Khamenei has stated that the West wants to prevent an “independent and strong” Russia, by using Ukraine as its pawn. “If you had not taken the initiative, the other side would have caused the war with its own initiative,” he told Putin at their meeting. “If the road is open to NATO, it knows no boundaries, and if it was not stopped in Ukraine, it would start the same war some time later under the pretext of Crimea.”

Also, from Iran’s point of view, if Russia were weakened as a result of defeat in Ukraine, it would no longer be able to remain as strongly involved in Syria as it has been. Iranian and Hezbollah forces would have a much more difficult time dealing with the internal opponents to Syrian President Bashar al-Assad.

Iranian-Russian military cooperation is growing. Iran has now provided some its most sophisticated military drones, such as the Shahed-129 and Shahed-191, to Russia. A senior Ukrainian official claimed on Aug. 5 that the Kremlin had received 46 drones thus far, and that Russian personnel are currently in Iran training to use them.

Tehran maintains a rapidly advancing missile program and could help Russian forces replenish their dwindling missile stockpiles with Iranian variants. Iran will start to supply aircraft parts and equipment to Russia and service Russian aircraft in a new agreement signed between the two countries.

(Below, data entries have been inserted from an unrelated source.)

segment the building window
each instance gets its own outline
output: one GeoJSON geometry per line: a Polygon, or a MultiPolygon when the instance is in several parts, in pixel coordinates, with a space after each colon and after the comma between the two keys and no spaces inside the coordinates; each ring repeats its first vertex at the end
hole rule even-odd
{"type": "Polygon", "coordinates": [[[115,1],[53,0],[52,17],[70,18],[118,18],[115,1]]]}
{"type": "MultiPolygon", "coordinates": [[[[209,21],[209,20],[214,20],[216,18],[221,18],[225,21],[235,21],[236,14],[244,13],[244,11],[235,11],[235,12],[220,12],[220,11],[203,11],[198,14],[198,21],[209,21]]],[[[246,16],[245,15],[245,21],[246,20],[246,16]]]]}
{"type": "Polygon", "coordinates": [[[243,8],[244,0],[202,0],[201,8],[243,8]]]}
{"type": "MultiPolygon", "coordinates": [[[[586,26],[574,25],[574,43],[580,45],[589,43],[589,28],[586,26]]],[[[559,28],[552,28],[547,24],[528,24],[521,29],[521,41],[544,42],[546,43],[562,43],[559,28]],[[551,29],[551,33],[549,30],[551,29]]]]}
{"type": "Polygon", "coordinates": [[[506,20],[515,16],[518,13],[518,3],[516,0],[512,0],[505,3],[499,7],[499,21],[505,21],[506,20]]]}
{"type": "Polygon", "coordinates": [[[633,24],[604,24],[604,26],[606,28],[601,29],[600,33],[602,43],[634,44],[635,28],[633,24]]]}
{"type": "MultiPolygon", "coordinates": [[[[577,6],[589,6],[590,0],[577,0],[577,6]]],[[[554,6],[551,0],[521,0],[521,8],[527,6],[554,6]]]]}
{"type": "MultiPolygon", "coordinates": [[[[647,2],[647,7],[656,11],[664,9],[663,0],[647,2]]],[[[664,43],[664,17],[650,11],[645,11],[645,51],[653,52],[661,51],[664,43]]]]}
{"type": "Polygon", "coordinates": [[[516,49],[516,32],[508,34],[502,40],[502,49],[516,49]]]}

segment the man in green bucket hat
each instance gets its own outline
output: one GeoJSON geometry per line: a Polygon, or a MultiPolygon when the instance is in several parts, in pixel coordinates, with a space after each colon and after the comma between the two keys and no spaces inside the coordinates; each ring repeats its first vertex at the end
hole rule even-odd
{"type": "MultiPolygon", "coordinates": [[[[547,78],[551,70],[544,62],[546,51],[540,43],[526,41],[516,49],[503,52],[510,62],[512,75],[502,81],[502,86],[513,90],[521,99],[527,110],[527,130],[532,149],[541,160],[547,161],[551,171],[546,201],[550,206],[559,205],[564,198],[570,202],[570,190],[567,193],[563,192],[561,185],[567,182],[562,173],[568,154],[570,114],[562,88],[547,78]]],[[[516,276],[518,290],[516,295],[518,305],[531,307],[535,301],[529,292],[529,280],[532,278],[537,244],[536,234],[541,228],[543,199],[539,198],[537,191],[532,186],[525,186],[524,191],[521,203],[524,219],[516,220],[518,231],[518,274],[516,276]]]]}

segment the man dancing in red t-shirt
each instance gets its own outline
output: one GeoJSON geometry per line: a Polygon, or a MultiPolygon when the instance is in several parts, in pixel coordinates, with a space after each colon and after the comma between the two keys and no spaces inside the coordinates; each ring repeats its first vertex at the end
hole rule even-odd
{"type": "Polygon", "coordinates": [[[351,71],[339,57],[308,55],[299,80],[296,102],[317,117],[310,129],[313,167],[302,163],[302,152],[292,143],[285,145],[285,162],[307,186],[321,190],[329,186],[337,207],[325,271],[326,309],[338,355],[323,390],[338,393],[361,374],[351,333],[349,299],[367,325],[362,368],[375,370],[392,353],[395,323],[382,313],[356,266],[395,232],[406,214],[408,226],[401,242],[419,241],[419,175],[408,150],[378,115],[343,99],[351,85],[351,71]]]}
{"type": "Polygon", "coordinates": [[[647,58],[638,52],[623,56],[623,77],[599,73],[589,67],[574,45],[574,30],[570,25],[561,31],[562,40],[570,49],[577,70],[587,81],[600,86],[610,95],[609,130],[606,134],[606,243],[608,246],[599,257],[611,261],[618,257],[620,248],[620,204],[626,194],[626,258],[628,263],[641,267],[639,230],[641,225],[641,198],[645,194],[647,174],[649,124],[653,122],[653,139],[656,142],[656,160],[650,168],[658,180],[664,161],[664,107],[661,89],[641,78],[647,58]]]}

It includes a pledge to increase flights between the two nations for up to 35 flights per week – a significant boost when only about 19 countries provide direct flight access to Russia.

There has been a dramatic increase in the number of cargo flights between Iran and Russia seen since April. At least 42 flights of airlines known to be operated by the Islamic Revolutionary Guard Corps have landed in Moscow, compared to only three in the whole of 2021.

In return, Putin is providing Iran sophisticated military platforms in exchange for the drones. A Soyuz rocket carrying a “Khayyam” Russian-built Kanopus-V earth-observation satellite into orbit lifted off on Aug. 9.

“The successful launch of the satellite in the interests and on the order of Iran has become an important milestone in Russian-Iranian bilateral cooperation,” said Yury Borisov, the director general of Roscosmos, the Russian space agency.

“Today is a turning point for the start of a new interaction in the field of space between our two countries,” concurred Isa Zarepour, the Iranian minister for communications and information technology.

The spy satellite allows Tehran to collect high resolution satellite imagery to support its external military operations in the Middle East. Responding to the launch, Washington warned that Russia’s growing cooperation with Iran should be viewed as a “profound threat.” But Iran plans to commission three more versions of the satellite.

The Kremlin may also be considering providing Iran with fourth-generation fighter jets, such as the Su-35, allowing the Iranian armed forces to operate a modern air force.

Clearly, we are seeing the solidifying of an anti-Western political and military axis to drive the U.S. and its allies out of Eurasia.